2. Giovanni van Bronckhorst
The current Rangers manager left North London in 2003, swapping Highbury for the Nou Camp.
It was there he adapted his game to become a left-back and became a Barcelona legend thanks to his role in the 2005-06 Champions League triumph, lifting the trophy as the only player to have played in every game during that campaign.
In doing so he defeated his old club Arsenal in the final, the first time he had played them since leaving.
“Of course, it’s special [playing Arsenal],” he said post-match, wearing an Arsenal shirt he had swapped after the final whistle.
“It’s special playing in a Champions League final, even more, special playing against your old team.
“It felt a bit strange but those things happen, but I’m happy and feel lucky to be on the winning side.”
Would the result have been different if he had stayed in London?
1. Thierry Henry
Unequivocally the best player on this list, no matter how you would decide to rank it.
Henry was Arsenal’s undisputed star man and it pained them when he left in 2007. Many still consider him the Gunners’ greatest-ever player.
But for Henry the decision became a simple case of wanting to compete at the top of Europe, something Arsenal could no longer offer him.
“It was not easy and when I left I cried. I’m not ashamed to say it. I’m a competitor and I had to leave,” he has since said.

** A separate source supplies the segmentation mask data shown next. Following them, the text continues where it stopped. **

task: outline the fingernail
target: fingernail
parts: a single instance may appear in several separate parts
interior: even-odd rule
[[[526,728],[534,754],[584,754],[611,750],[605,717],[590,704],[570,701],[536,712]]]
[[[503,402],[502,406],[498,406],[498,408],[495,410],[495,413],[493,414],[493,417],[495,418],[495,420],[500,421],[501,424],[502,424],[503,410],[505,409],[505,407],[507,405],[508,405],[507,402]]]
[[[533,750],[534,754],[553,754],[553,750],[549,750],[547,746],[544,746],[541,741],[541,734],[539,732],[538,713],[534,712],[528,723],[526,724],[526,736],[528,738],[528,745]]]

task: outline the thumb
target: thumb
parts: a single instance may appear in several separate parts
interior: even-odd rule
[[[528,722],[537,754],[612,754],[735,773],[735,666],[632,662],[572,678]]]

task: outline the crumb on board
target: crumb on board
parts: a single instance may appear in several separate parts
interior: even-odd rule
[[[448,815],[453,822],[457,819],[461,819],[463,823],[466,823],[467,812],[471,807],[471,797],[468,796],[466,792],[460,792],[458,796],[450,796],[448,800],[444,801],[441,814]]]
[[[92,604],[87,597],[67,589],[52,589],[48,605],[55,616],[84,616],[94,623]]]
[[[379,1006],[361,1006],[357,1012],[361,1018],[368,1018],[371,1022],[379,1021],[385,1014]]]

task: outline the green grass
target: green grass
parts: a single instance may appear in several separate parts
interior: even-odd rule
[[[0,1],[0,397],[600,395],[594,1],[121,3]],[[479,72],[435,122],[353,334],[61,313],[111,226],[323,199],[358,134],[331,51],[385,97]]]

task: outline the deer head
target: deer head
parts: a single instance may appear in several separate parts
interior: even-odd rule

“I’d never considered leaving Arsenal. But I was 29 years old and in form.”
He undoubtedly peaked at Arsenal, and was nowhere near the same talismanic figure at the Camp Nou, but his decision to move was vindicated when he lifted the Champions League in 2008-09, completing a famous treble.
The France international wasn’t the star man for Pep Guardiola’s all-conquering side, but an important cog in arguably the greatest side in history.